I will be doing the same thing! Gonna use a 20 long with a hydro sponge filter. It's rated for a 20g tank, there isn't a ton of water movement though, is that gonna be ok?

What's BBS?


----------



## ryans125g (Jul 18, 2011)

id say so that would be adiquite enough i would think


----------



## treym563 (Apr 23, 2011)

Well when I got home from work today I dropped an algae wafer into the tank before checking to see if the female was still holding. I noticed shortly after that she was picking at the wafer, she doesn't appear to be holding anymore. I wish I knew if she spit them at some point earlier today or if me dropping the wafer in caused her to spit so she could grab some of it. :-?

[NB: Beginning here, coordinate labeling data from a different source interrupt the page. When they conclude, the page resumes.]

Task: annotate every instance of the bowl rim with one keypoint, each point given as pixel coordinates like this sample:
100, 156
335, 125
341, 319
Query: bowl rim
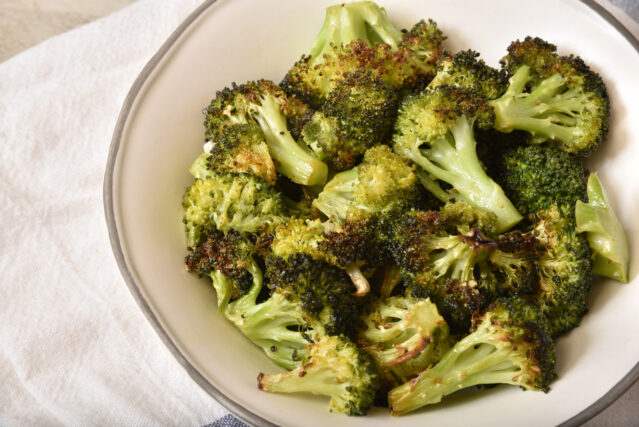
233, 407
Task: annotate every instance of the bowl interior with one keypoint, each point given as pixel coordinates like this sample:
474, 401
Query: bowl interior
243, 40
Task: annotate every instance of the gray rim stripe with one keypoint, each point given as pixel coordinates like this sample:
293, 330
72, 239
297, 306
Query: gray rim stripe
236, 409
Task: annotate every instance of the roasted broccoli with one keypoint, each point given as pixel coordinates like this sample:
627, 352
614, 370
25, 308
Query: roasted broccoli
555, 98
510, 345
278, 325
564, 269
454, 258
347, 247
435, 130
323, 291
239, 149
333, 367
358, 36
536, 177
466, 70
264, 104
224, 257
382, 183
226, 201
404, 335
357, 114
604, 232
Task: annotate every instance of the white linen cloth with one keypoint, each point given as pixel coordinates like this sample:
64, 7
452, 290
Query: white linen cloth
74, 347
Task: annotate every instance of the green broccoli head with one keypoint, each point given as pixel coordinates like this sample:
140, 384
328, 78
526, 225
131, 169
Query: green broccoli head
457, 265
604, 232
382, 183
565, 269
404, 335
333, 367
555, 98
509, 345
323, 291
466, 70
536, 177
357, 36
277, 324
264, 104
435, 130
226, 201
347, 247
357, 114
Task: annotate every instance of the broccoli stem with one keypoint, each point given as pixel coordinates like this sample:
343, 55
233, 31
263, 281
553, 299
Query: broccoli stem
361, 284
454, 160
604, 232
292, 160
545, 112
432, 186
337, 197
345, 23
270, 325
479, 358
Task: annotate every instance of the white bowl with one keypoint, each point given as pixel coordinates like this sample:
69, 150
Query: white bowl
160, 132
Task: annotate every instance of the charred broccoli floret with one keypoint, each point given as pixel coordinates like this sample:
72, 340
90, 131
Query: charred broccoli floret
466, 70
224, 257
435, 130
347, 247
404, 335
278, 324
454, 258
381, 184
564, 269
322, 290
333, 367
264, 104
239, 149
359, 36
357, 114
604, 233
537, 177
510, 345
226, 201
555, 98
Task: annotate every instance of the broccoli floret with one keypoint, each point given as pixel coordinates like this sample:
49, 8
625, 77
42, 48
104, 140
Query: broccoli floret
404, 335
227, 254
333, 367
322, 290
466, 70
564, 269
278, 324
226, 201
555, 98
358, 36
347, 247
452, 257
510, 345
382, 183
240, 149
357, 114
537, 177
435, 130
264, 104
604, 233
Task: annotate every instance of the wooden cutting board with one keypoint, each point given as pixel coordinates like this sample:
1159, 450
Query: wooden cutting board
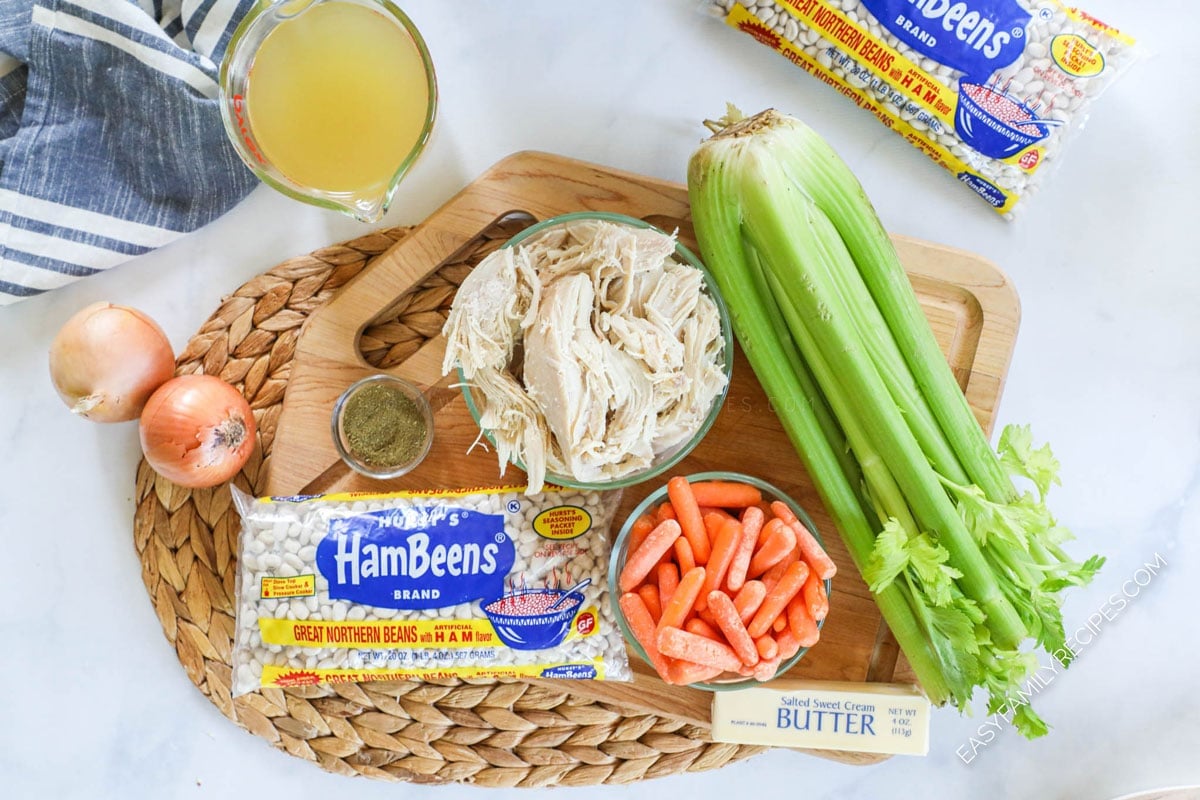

I just noticed another small male mating with her but I don't think she dropped any eggs, but she was definatly going through the motions. I didn't really expect her to hold full term but I was hopeful! Oh well, next time. Thanks for all your guys input and help, I appreciate it.


----------



## treym563 (Apr 23, 2011)

Upon closer inspection it appears she is still holding, just not as many eggs. I noticed she was flashing a fair amount and thrashing her head around violently sometimes so could it be possible she just had too many eggs and got rid of some?


----------



## DJRansome (Oct 29, 2005)

treym563 said:


> thrashing her head around violently sometimes


I'd say she needs to spit and is frantically looking for a safe place. Normal. :thumb:

Offering food does not cause a female to spit IME.


----------



## treym563 (Apr 23, 2011)

DJRansome said:


> treym563 said:
> 
> 
> > thrashing her head around violently sometimes
> ...


Even though she's only been holding for 3 days?


----------



## DJRansome (Oct 29, 2005)

That is odd. Maybe they are not fertilized and she has the urge to spit them out.


----------